What Is the Minimum Delay Time for Two Projectiles to Collide Mid-Air?

[Suk-Sci]

Two balls problems...please help!

Homework Statement

Two particles are thrown vertically upwards along the same line with the same initial velocity u=30m/s, but at different times. The second particle is thrown t seconds after the first. What should be the minimum value of t so that the particles collide in mid-air? Neglect air resistance.

Homework Equations

2as=v^2-u^2
v=u+at
s=ut+1/2at^2

The Attempt at a Solution

the distance covered by ball1 before lauch of ball 2 = 30t-5t^2
ball1 will stop 45m above the ground in 3s
not getting the next part...

 

[rl.bhat]

When the two balls collide, they must have the same displacement.
So for first ball y = ut - (1/2)gt^2...(1)
For second ball y = u(t-1) - (1/2)g(t-1)^2...(2)
Equate the two equations and solve for t.

 

[Suk-Sci]

Why(t-1)?

 

[rl.bhat]

Why(t-1)?

Because the second ball travels less time in air before collision, and the time difference is 1 s as it is projected one second later.

 

[ehild]

The second ball is thrown up t time later than the first one.
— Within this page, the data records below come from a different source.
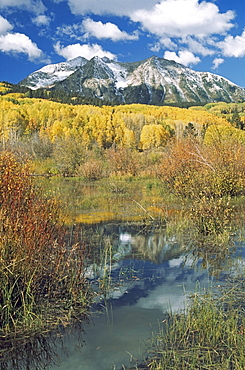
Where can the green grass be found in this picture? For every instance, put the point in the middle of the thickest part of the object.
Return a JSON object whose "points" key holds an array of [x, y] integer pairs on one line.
{"points": [[209, 335]]}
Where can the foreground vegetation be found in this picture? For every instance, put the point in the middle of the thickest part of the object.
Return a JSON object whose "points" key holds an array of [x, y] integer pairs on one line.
{"points": [[195, 156], [209, 335], [41, 272]]}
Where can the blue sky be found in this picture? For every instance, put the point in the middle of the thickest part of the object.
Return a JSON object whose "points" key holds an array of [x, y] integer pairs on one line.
{"points": [[203, 35]]}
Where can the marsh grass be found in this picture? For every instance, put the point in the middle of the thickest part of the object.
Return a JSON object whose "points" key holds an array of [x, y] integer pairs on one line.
{"points": [[41, 274], [208, 335]]}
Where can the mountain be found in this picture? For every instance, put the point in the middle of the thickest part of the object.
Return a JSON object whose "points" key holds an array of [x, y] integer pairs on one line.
{"points": [[150, 81]]}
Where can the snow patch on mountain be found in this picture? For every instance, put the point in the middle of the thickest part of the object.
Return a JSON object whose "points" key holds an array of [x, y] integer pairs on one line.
{"points": [[152, 81]]}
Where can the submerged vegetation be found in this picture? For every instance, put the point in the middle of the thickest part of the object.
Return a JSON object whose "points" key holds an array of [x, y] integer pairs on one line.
{"points": [[183, 169]]}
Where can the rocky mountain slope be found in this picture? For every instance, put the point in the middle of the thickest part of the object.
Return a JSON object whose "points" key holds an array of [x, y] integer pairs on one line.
{"points": [[150, 81]]}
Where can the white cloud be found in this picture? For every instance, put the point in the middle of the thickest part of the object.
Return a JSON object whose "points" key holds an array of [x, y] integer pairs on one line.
{"points": [[5, 26], [106, 30], [86, 50], [7, 3], [41, 20], [197, 46], [217, 62], [233, 46], [184, 57], [19, 43], [117, 7], [182, 18], [35, 6]]}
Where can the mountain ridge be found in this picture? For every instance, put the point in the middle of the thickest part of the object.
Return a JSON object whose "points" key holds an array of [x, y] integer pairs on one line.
{"points": [[150, 81]]}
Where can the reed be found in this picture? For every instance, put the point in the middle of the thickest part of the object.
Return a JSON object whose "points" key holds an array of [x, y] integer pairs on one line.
{"points": [[209, 335], [41, 274]]}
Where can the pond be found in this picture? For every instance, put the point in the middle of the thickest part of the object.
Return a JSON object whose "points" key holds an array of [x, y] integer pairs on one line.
{"points": [[139, 272], [142, 277]]}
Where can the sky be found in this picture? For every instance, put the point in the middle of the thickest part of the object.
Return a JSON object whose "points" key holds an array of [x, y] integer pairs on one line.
{"points": [[203, 35]]}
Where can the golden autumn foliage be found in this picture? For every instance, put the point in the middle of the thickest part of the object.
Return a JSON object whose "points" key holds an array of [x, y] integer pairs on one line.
{"points": [[38, 269], [104, 126]]}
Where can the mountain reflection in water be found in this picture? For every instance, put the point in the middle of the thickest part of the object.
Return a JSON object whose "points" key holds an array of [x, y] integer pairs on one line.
{"points": [[146, 275]]}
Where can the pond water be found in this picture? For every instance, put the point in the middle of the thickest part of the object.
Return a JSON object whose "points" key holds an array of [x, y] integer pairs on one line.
{"points": [[141, 276]]}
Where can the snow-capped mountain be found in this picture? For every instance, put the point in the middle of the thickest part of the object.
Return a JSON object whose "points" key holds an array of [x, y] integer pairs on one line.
{"points": [[150, 81]]}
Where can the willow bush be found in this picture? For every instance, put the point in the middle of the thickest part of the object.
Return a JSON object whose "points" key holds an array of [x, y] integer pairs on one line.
{"points": [[41, 275]]}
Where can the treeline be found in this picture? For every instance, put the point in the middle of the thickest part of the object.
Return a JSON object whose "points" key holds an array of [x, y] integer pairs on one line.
{"points": [[62, 138]]}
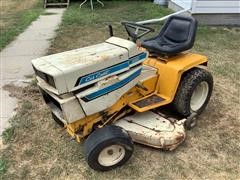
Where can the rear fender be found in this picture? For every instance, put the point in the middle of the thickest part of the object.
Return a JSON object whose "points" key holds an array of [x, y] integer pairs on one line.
{"points": [[171, 70]]}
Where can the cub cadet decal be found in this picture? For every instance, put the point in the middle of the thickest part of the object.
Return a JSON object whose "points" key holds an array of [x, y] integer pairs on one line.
{"points": [[112, 87], [111, 70]]}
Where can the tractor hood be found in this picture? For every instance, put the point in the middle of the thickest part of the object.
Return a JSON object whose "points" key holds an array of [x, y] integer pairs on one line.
{"points": [[63, 71]]}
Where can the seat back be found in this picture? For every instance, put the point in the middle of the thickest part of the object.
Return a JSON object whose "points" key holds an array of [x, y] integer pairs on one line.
{"points": [[179, 29]]}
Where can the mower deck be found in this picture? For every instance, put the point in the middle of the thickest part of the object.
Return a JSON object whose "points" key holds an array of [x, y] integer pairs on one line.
{"points": [[154, 130]]}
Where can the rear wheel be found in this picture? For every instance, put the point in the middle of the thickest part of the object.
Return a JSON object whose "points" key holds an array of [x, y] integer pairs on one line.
{"points": [[194, 92], [108, 147]]}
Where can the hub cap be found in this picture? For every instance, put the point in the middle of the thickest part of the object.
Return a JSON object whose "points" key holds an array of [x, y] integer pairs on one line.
{"points": [[111, 155], [199, 96]]}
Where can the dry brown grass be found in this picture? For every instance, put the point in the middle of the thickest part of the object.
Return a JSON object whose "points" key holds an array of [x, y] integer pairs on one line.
{"points": [[15, 17], [39, 149], [8, 9]]}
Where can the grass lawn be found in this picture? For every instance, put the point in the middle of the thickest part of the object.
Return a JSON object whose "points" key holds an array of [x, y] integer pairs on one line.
{"points": [[15, 17], [36, 148]]}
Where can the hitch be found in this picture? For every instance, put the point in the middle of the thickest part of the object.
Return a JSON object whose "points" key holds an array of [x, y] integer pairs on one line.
{"points": [[191, 121]]}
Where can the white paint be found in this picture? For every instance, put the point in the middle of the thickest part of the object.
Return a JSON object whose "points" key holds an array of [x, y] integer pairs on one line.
{"points": [[106, 101], [199, 96], [153, 130], [67, 67], [16, 58]]}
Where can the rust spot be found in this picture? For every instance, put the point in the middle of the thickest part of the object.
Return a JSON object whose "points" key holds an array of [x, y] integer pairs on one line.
{"points": [[149, 101]]}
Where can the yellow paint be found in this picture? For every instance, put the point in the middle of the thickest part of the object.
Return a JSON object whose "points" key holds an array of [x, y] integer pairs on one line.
{"points": [[164, 84]]}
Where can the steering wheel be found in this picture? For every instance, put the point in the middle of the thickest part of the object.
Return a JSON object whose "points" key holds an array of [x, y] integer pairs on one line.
{"points": [[136, 31]]}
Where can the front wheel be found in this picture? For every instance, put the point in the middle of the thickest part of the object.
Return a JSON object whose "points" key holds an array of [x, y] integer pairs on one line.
{"points": [[194, 92], [108, 147]]}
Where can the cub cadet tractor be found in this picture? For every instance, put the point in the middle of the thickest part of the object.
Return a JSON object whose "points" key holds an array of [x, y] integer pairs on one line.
{"points": [[109, 94]]}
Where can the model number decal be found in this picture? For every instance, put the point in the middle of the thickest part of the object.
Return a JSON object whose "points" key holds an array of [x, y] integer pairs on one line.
{"points": [[112, 69]]}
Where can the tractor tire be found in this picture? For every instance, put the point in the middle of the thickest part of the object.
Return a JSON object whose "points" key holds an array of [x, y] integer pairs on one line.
{"points": [[194, 92], [107, 148], [58, 121]]}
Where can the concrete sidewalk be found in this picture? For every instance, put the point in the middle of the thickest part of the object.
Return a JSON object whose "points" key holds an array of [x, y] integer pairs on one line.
{"points": [[16, 58]]}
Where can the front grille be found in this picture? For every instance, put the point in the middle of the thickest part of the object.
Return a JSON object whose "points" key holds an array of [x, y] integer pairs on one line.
{"points": [[47, 78], [49, 100]]}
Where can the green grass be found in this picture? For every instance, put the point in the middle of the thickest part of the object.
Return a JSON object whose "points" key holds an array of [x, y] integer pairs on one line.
{"points": [[82, 27], [19, 22], [3, 167], [41, 150]]}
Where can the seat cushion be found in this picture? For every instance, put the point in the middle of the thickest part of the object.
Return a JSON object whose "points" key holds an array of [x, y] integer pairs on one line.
{"points": [[177, 35], [177, 31]]}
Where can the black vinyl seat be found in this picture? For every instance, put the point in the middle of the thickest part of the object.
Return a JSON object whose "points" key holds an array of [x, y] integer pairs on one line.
{"points": [[177, 35]]}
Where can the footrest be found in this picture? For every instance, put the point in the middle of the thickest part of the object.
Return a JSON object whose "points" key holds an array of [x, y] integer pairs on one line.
{"points": [[149, 102]]}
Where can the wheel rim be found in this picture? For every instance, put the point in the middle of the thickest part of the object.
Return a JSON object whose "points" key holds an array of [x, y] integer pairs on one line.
{"points": [[199, 96], [111, 155]]}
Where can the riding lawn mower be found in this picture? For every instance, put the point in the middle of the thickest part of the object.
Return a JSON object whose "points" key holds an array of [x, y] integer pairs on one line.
{"points": [[110, 95]]}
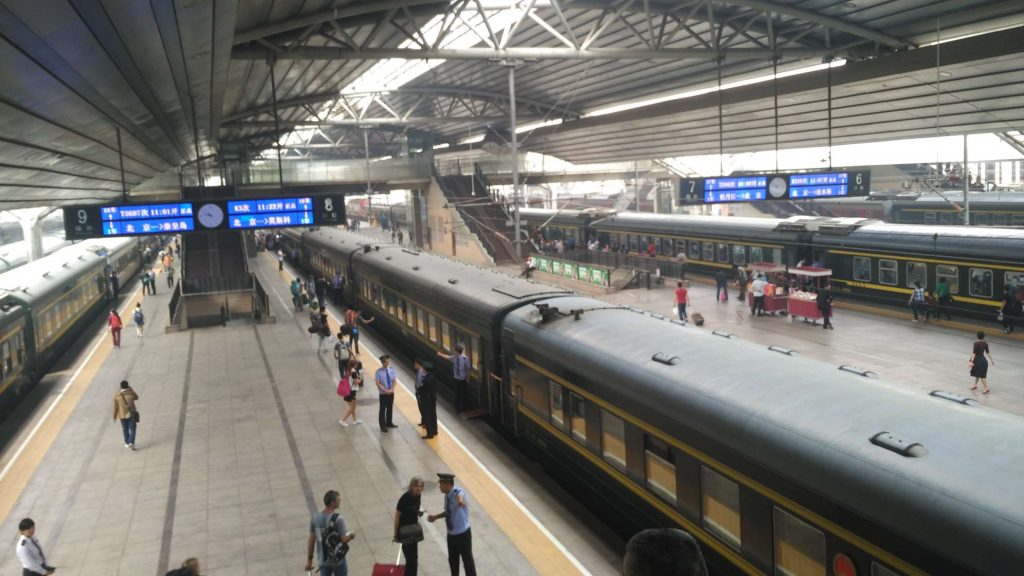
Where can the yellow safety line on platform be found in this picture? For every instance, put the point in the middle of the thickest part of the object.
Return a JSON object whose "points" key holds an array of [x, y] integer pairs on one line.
{"points": [[541, 547], [17, 471]]}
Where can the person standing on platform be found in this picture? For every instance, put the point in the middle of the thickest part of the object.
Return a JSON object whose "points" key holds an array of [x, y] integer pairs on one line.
{"points": [[916, 300], [407, 524], [139, 320], [326, 530], [664, 551], [978, 363], [681, 299], [125, 410], [352, 319], [460, 372], [758, 288], [354, 380], [824, 305], [116, 325], [942, 293], [460, 537], [30, 553], [426, 396], [386, 380], [721, 287]]}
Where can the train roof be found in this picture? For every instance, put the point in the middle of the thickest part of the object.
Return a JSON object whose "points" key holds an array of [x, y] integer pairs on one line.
{"points": [[806, 421], [38, 278], [475, 289]]}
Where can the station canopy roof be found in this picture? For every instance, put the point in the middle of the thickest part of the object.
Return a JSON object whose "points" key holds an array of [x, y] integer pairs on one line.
{"points": [[168, 82]]}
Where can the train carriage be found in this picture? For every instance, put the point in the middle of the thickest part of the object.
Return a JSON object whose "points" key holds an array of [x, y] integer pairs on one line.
{"points": [[776, 463]]}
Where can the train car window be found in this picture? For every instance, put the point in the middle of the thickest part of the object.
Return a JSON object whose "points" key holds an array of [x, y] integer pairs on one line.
{"points": [[557, 406], [739, 255], [445, 336], [800, 548], [861, 269], [694, 250], [432, 327], [1015, 279], [708, 252], [660, 468], [950, 275], [474, 352], [916, 273], [613, 439], [879, 570], [535, 391], [981, 282], [578, 413], [720, 498], [888, 273]]}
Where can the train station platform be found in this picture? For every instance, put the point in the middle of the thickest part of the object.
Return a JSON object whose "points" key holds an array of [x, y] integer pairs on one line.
{"points": [[239, 441]]}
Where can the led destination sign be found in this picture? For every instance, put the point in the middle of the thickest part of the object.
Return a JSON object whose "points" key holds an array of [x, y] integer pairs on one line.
{"points": [[775, 187]]}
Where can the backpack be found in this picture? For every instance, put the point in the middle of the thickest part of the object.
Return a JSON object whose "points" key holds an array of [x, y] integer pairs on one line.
{"points": [[332, 546]]}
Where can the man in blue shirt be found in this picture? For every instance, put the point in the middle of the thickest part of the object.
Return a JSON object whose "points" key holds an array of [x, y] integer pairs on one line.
{"points": [[460, 372], [457, 521], [318, 526], [386, 381]]}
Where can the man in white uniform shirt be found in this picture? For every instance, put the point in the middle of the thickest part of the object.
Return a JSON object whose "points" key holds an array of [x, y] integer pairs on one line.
{"points": [[30, 552]]}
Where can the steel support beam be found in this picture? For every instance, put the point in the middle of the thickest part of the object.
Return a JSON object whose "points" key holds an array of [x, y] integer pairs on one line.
{"points": [[336, 53]]}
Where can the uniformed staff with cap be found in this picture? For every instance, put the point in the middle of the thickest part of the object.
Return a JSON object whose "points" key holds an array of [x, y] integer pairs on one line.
{"points": [[460, 373], [456, 517], [31, 553], [426, 397]]}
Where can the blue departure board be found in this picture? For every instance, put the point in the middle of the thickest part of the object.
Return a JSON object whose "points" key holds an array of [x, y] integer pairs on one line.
{"points": [[145, 211], [270, 212], [827, 184], [148, 225], [743, 189]]}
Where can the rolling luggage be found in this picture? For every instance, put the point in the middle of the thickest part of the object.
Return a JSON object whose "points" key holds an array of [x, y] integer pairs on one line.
{"points": [[390, 569]]}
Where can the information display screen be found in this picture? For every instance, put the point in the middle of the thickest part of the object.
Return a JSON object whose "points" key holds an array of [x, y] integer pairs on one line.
{"points": [[145, 211], [828, 184], [744, 189], [270, 212]]}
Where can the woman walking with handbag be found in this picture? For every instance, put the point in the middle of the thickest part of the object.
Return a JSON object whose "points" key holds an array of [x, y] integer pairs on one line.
{"points": [[346, 389], [124, 410], [408, 531], [978, 363]]}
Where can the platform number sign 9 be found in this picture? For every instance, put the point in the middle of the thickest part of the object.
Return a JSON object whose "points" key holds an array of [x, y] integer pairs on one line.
{"points": [[82, 222]]}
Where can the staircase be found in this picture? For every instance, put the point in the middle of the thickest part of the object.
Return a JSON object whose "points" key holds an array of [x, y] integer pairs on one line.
{"points": [[483, 216]]}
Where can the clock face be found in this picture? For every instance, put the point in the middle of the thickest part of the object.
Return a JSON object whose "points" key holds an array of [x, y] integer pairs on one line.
{"points": [[211, 215], [777, 187]]}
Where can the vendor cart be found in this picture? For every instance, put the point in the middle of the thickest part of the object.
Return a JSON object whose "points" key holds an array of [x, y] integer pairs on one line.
{"points": [[775, 298], [803, 301]]}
If you measure the "running time" T from the instant when the second ball is thrown, the positions of the balls as function of T are:

y1=30 (t+T)-0.5 g (T+t)²

y2=30 T-0.5 g T².

They meet when y1=y2.

ehild

 

[Piyu]

Gravity is same for both particles, so doesn't this mean any t would satisfy the answer as long as t < the time taken for first ball to go up and come back down?

Im reasoning this because they are going to take the exact same path and hence even if u throw it just a nanosecond later, theyre going to collide at the turning point when the first ball starts having negative velocity and the 2nd ball is still rising to occupy the peak y position that it is in.